Tuesday, March 10, 2009

African-American customs


Jumping the broom developed out West African Asante custom. The broom in Asante and other Akan cultures also held spiritual value and symbolized sweeping away past wrongs or warding off evil spirits. Brooms were waved over the heads of marrying couples to ward off spirits. The couple would often but not always jump over the broom at the end of the ceremony.
The custom took on additional significance in the context of slavery in the United States. Slaves had no right to legal marriage; slaveholders considered slaves property and feared that legal marriage and family bonds had the potential to lead to organization and revolt. Marriage rituals, however, were important events to the Africans, who came in many cases come from richly-ceremonial African cultures.
Taking marriage vows in the presence of a witness and then leaping over the handle of a broom became the common practice to create a recognized union. Brooms are also symbols of the hearth, the center of the new family being created. Jumping the broom has become a practice in many modern weddings between Black Americans.
There are also traditions of broom jumping in Europe, in the Wicca and Celtic communities especially.
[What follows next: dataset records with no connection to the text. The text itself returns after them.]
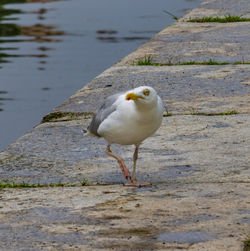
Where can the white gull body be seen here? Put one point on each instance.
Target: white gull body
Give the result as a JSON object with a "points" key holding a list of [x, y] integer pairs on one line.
{"points": [[128, 119]]}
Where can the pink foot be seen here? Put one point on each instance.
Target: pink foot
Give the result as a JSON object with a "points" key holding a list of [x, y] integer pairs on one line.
{"points": [[125, 171], [136, 183]]}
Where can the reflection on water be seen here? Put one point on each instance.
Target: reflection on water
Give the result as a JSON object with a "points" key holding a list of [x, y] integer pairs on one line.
{"points": [[35, 33], [51, 48]]}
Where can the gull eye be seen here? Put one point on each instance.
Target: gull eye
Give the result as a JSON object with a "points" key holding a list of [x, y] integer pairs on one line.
{"points": [[146, 92]]}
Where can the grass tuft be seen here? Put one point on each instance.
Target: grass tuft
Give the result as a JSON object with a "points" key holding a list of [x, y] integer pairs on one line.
{"points": [[226, 19]]}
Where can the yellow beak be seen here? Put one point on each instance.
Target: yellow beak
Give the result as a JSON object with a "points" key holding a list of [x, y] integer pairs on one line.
{"points": [[133, 96]]}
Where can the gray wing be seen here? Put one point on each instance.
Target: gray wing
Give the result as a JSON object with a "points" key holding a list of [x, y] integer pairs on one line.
{"points": [[103, 112]]}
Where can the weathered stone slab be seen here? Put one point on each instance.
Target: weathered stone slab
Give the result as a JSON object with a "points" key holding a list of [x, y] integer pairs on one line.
{"points": [[196, 42], [165, 217], [185, 149], [184, 89]]}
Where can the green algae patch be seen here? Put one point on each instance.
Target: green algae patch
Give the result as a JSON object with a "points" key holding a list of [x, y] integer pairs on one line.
{"points": [[226, 19], [147, 61], [65, 116], [27, 185], [128, 231], [227, 113]]}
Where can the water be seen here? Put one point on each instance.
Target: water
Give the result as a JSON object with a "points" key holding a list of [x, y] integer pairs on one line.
{"points": [[50, 49]]}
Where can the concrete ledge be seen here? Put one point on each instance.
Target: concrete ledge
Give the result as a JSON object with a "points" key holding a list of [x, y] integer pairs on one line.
{"points": [[198, 161]]}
They are probably unconnected with the African practice.



Pygmy wedding traditions

Pygmy engagements were not long and usually formalized by an exchange of visits between the families concerned. The groom to be would bring a gift of game or maybe a few arrows to his new in-laws, take his bride home to live in his band and with his new parents. His only obligation is to find among his relatives a girl willing to marry a brother or male cousin of his wife. If he feels he can feed more than one wife, he may have additional wives.